Warga Negara Ini Berdoa Minta Hujan karena Cadangan Air di Waduk Tinggal 10 Hari

Kekeringan kali ini merupakan yang terburuk dalam sejarah 74 tahun Uruguay, menurut pejabat lokal. Ribuan keluarga di Uruguay kesulitan untuk mendapatkan air bersih.

Rita
Oleh Rita - Reporter
Warga Negara Ini Berdoa Minta Hujan karena Cadangan Air di Waduk Tinggal 10 Hari
waduk uruguay kering. ©REUTERS/Mariana Greif

Warga Ibu Kota Montevideo, Uruguay, berdoa meminta hujan turun setelah waduk utama di kota itu hanya memiliki sisa air untuk 10 hari lagi.

Curah hujan yang sedikit dan temperatur yang tinggi menyebabkan berbagai daerah di Amerika Selatan mengalami kekeringan parah, mengganggu panen tanaman.

Kekeringan kali ini merupakan yang terburuk dalam sejarah 74 tahun Uruguay, menurut pejabat lokal.
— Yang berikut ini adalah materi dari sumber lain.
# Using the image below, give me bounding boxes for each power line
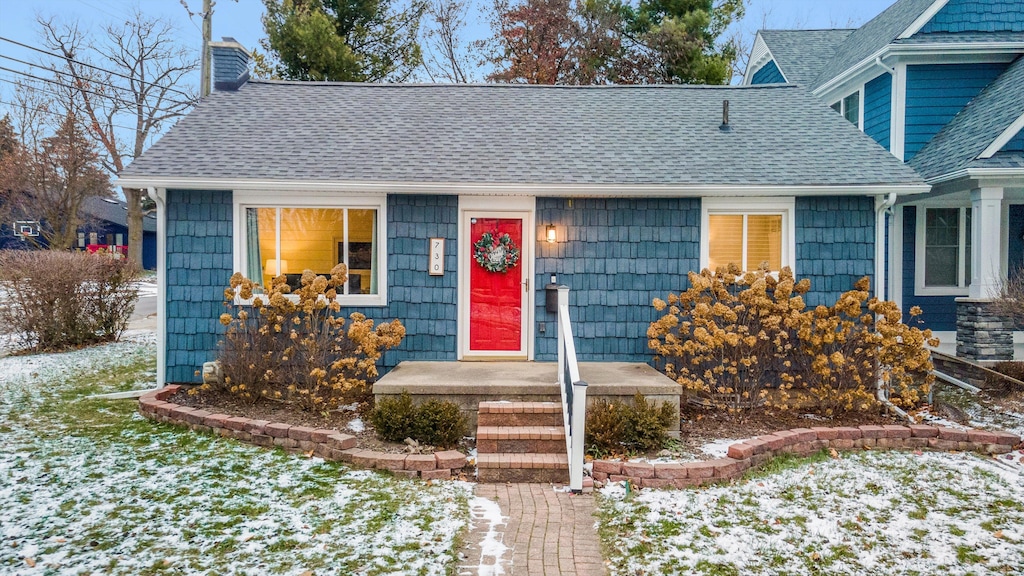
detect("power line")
[0,96,142,130]
[0,54,191,106]
[0,36,195,100]
[0,61,191,115]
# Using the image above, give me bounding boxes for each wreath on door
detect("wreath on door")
[473,231,519,274]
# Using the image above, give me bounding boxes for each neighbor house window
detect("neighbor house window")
[236,192,386,305]
[831,90,860,128]
[700,198,794,272]
[916,206,971,294]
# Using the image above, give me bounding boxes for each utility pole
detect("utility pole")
[200,0,214,97]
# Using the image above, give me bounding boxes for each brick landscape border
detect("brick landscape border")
[593,424,1021,488]
[138,384,467,480]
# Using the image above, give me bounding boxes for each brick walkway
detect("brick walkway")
[458,484,608,576]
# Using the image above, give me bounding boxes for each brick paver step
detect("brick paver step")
[477,402,562,414]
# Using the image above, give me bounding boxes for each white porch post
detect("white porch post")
[970,188,1002,298]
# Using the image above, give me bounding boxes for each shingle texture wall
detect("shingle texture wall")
[166,190,231,382]
[167,191,459,382]
[342,195,459,366]
[921,0,1024,34]
[864,74,893,150]
[903,64,1009,161]
[535,198,700,362]
[796,196,874,306]
[751,60,785,84]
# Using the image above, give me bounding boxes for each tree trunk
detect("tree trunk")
[123,188,143,269]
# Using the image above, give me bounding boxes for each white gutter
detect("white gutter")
[118,176,931,198]
[150,188,167,388]
[811,42,1024,97]
[874,193,897,300]
[874,193,913,423]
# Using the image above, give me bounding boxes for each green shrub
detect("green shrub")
[411,400,467,448]
[370,392,467,448]
[370,392,417,442]
[586,393,679,456]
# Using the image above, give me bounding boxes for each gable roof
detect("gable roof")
[82,197,157,232]
[910,56,1024,179]
[758,29,853,86]
[120,81,922,194]
[811,0,936,88]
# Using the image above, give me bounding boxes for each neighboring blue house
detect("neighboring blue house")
[77,198,157,270]
[743,0,1024,359]
[119,39,929,383]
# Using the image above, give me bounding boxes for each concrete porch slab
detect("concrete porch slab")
[373,361,682,435]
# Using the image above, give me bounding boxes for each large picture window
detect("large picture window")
[916,206,971,294]
[236,192,386,305]
[700,198,794,272]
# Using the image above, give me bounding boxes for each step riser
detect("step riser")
[476,468,569,483]
[476,412,562,426]
[476,439,565,454]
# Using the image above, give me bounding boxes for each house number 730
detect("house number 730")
[429,238,444,276]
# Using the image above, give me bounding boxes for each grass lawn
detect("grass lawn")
[599,451,1024,576]
[0,334,471,575]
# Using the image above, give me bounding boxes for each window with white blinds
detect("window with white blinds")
[701,199,794,272]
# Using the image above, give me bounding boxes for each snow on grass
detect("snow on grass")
[0,334,471,575]
[600,451,1024,575]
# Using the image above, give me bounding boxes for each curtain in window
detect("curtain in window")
[370,210,378,294]
[246,208,263,284]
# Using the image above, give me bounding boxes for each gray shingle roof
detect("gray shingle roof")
[759,29,853,86]
[82,198,157,232]
[811,0,935,88]
[122,81,921,186]
[910,57,1024,178]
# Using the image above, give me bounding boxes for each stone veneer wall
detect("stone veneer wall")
[956,298,1014,360]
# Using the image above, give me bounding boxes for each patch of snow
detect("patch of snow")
[463,496,509,576]
[600,451,1024,576]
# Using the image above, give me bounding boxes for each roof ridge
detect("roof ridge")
[243,80,795,90]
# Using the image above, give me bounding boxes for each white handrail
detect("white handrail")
[558,286,587,493]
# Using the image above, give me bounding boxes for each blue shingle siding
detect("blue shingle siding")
[903,206,956,331]
[166,190,231,382]
[751,60,785,84]
[341,195,459,374]
[535,198,700,362]
[166,191,459,382]
[903,64,1009,161]
[921,0,1024,34]
[796,196,874,306]
[864,74,893,150]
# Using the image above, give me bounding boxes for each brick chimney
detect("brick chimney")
[210,36,249,91]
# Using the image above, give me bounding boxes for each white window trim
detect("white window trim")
[700,196,797,275]
[231,191,388,307]
[828,84,865,132]
[913,202,972,296]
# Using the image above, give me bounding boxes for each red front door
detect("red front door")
[467,218,526,353]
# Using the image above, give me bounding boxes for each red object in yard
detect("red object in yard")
[85,244,128,258]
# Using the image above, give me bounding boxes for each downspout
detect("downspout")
[148,188,167,388]
[874,190,913,423]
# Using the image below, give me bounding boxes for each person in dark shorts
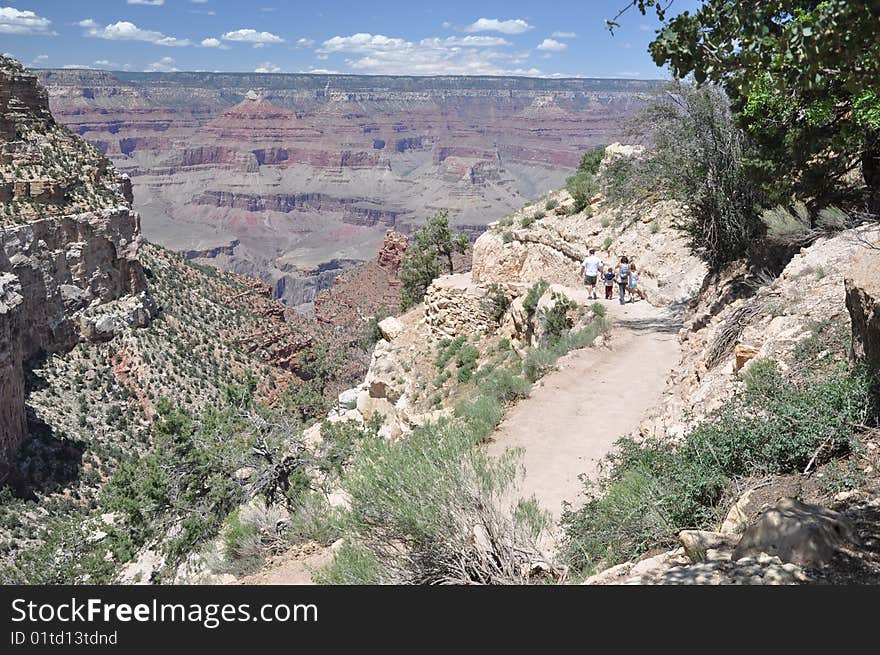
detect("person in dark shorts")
[581,248,602,300]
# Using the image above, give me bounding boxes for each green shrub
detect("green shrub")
[541,293,578,344]
[220,510,260,559]
[455,345,480,383]
[562,360,871,572]
[565,171,599,213]
[398,211,470,311]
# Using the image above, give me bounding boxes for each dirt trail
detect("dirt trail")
[239,289,679,584]
[489,294,679,519]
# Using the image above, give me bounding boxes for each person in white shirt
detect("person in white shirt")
[581,248,602,300]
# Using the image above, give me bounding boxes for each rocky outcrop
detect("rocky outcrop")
[0,207,149,359]
[733,498,857,568]
[0,273,27,483]
[641,225,880,438]
[0,58,155,472]
[376,230,408,275]
[845,247,880,372]
[424,273,506,338]
[473,155,708,305]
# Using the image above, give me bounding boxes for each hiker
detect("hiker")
[627,262,645,302]
[602,266,614,300]
[581,248,602,300]
[617,255,629,305]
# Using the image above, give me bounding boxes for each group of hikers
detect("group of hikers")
[581,248,645,305]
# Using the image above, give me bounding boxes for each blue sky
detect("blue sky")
[0,0,697,79]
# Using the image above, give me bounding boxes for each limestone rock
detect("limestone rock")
[0,273,27,480]
[379,316,403,341]
[733,498,856,567]
[733,343,759,371]
[845,250,880,371]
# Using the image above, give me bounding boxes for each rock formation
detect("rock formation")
[40,70,656,313]
[846,242,880,371]
[0,58,154,472]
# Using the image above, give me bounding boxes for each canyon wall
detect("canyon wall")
[0,57,154,478]
[39,70,657,309]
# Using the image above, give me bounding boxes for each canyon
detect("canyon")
[37,70,658,314]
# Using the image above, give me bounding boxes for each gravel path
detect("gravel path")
[489,294,679,519]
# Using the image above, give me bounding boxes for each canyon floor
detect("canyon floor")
[239,289,680,584]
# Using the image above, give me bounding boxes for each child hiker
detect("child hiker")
[602,266,614,300]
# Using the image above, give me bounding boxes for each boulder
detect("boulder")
[733,343,759,371]
[733,498,857,567]
[379,316,403,341]
[845,250,880,371]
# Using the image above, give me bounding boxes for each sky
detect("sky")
[0,0,698,79]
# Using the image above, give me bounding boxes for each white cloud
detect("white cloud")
[78,18,192,46]
[464,18,534,34]
[220,28,284,48]
[317,32,540,75]
[254,61,282,73]
[0,7,57,36]
[538,39,568,52]
[144,57,179,73]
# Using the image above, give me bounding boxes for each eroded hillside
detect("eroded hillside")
[40,70,655,310]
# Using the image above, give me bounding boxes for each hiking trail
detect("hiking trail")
[239,288,680,584]
[489,289,680,520]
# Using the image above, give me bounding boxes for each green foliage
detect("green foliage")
[319,420,547,584]
[398,211,470,311]
[631,0,880,206]
[627,82,764,270]
[523,318,608,382]
[221,510,260,559]
[562,361,870,572]
[540,292,578,344]
[565,171,599,213]
[578,146,605,175]
[102,401,305,560]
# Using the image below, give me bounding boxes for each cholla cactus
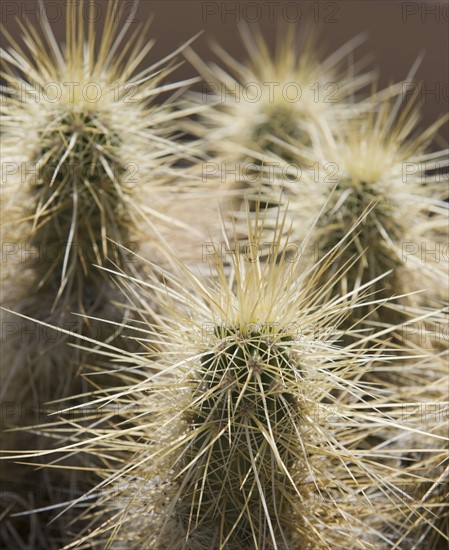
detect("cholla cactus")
[14,209,447,550]
[291,94,449,332]
[1,0,200,544]
[186,25,373,162]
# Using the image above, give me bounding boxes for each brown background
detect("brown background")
[1,0,449,147]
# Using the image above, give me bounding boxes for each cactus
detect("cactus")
[1,0,200,548]
[0,12,449,550]
[7,209,447,550]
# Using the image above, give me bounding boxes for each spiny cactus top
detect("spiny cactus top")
[1,1,198,305]
[186,25,373,162]
[25,212,444,550]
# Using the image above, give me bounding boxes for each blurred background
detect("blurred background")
[1,0,449,147]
Ribuan keluarga di Uruguay kesulitan untuk mendapatkan air bersih.

"Saya khawatir jika kami hanya bergantung dengan air hujan," kata Vanessa Fleitas, seorang pelajar, sepert dilansir Reuters, Selasa (23/5).

Waduk Paso Saverino merupakan waduk yang menyediakan air untuk 3,5 juta warga Uruguay, lebih dari setengah total populasi.

Perusahaan air negara milik Uruguay, Obras Sanitarias del Estado (OSE), mengatakan ini merupakan kekeringan "terparah di dalam sejarah" Uruguay dengan kapasitas hanya mencapai 10%.

Saat ini hanya terdapat 6.2 juta meter kubik air dalam waduk tersebut, jauh lebih sedikit dari rata-rata bulanan volume air sebesar 60 juta meter kubik meter.

Tiap harinya dibutuhkan sekitar 650.000 meter kubik air untuk memenuhi kebutuhan masyarakat Montevideo. Curah air yang sedikit juga tidak membuat keadaan semakin baik.

Krisis air ini memaksa perusahaan air Uruguay untuk mencampur pasokan air dari waduk dengan air dari Sungai Plate, yang meningkatkan tingkat sodium dan klorida dalam air yang dikonsumsi masyarakat.

"Pelanggan saya tidak memercayai air yang keluar dari keran," kata Ramon Arteaga, penjaga toko di Montevideo. Ia mengatakan penjualan air botolan meningkat 10 kali belakangan ini akibat krisis air yang berlangsung.